Sunday, March 25, 2018

Distant Observer

photo by Paula Court

Distant Observer: Tokyo/New York Correspondence, presented by La MaMa at La Mama, was written by two playwrights, one in New York and one in Tokyo. The segments of the final script alternate between the work of the two of them. The play, then, is modeled after a renga, a Japanese verse form in which multiple writers collaborate.

The creative method is interesting, but Distant Observer reflects nothing of this dyad process. It simply makes no difference, as we can’t discriminate between the style of the two writers, at least in translation.

The two playwrights in question are Takeshi Kawamura and John Jesurun, and the play is strange even by Off-off-Broadway standards. Its five actors play characters who are essentially amorphous. Although one is called “Mary” at one point, the only other names assigned are “A” and “B”. One character even says “I’m not even a character. I’m just some kind of idea floating around.” and “I think we have become each other.” 

The story, such as it is, concerns a man who’s confessed to a murder, although the event may have been a suicide. The victim’s sister, indeed, offers him money when he gets out of prison, in gratitude. “He hid my sister’s shame,” she says of him. 

Reality itself is amorphous in this play. Even the ex-offender can’t be trusted in monologue; he confesses to us at the play’s opening: “I was 19 when I killed her. … I don’t even know why I did it. I was crazy and I love with that girl. … I can never make the done undone.” However, the victim’s sister says that the victim bought the poison and stated her suicidal plan herself. The convict seems to be trying to convince himself.

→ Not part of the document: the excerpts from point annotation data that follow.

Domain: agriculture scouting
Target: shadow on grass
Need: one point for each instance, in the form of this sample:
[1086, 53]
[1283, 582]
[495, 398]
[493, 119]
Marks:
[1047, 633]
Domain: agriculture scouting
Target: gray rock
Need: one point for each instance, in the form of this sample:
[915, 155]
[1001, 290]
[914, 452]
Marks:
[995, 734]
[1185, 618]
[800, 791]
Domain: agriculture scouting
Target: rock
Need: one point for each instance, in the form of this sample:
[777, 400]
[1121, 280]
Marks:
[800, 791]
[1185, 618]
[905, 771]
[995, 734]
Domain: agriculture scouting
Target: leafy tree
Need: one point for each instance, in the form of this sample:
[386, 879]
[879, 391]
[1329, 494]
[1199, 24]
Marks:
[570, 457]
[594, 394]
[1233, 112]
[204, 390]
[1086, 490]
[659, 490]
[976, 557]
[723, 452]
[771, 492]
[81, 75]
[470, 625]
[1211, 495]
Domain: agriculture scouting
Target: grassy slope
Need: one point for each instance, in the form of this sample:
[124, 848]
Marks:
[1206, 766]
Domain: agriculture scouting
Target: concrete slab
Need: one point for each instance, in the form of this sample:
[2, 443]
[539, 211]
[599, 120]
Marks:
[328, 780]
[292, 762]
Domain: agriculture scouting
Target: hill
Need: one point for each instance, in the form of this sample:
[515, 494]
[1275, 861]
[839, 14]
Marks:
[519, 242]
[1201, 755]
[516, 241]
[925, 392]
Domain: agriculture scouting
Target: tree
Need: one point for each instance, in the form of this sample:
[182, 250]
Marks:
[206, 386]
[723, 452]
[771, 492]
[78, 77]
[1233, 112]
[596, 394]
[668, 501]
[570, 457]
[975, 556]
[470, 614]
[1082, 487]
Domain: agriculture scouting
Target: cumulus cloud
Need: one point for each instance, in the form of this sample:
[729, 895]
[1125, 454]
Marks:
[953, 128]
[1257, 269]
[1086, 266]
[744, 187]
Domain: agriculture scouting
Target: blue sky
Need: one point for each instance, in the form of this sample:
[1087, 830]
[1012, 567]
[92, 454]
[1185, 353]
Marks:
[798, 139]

Mid-play the setting shifts to a scene that represents Aokigahara, the Japanese forest where people go to commit suicide. “I can’t stand the stupid faces of hanging corpses,” one character says. Then the killer (the not-killer?) confesses to burning the forest down to stop the suicides - but perhaps he hasn’t. “There is no fire as far as we know,” a character says during a discussion of the fire.

But the dominant characteristic of the production is not plot nor theme nor dialogue but the delivery of the lines. Every moment, without exception, gives us rat-tat-tat readings, as if the actors were machine guns aimed at each other in trench warfare. Emotions are indicated, but they have no real effect on the characters, and certainly not on us. Paradoxically, the effect is to create an intense involvement in the audience. We pay rapt attention to the performers throughout the short piece. It’s riveting. We may not understand, but we don’t have the time to be bored.

No director is credited. The entire package seems to be the concept of Messrs. Kawamura and Jesurun. The cast - Anastasia Olowin; Kotoba Dan; Claire Buckingham; Kyle Griffiths; Samuel Im - are absolutely faultless. The acting has the sharply defined veneer of Arita ware.

The production uses lovely video and creative staging incidental to its dazzling concept. Distant Observer is fascinating work that only glows more brightly in memory.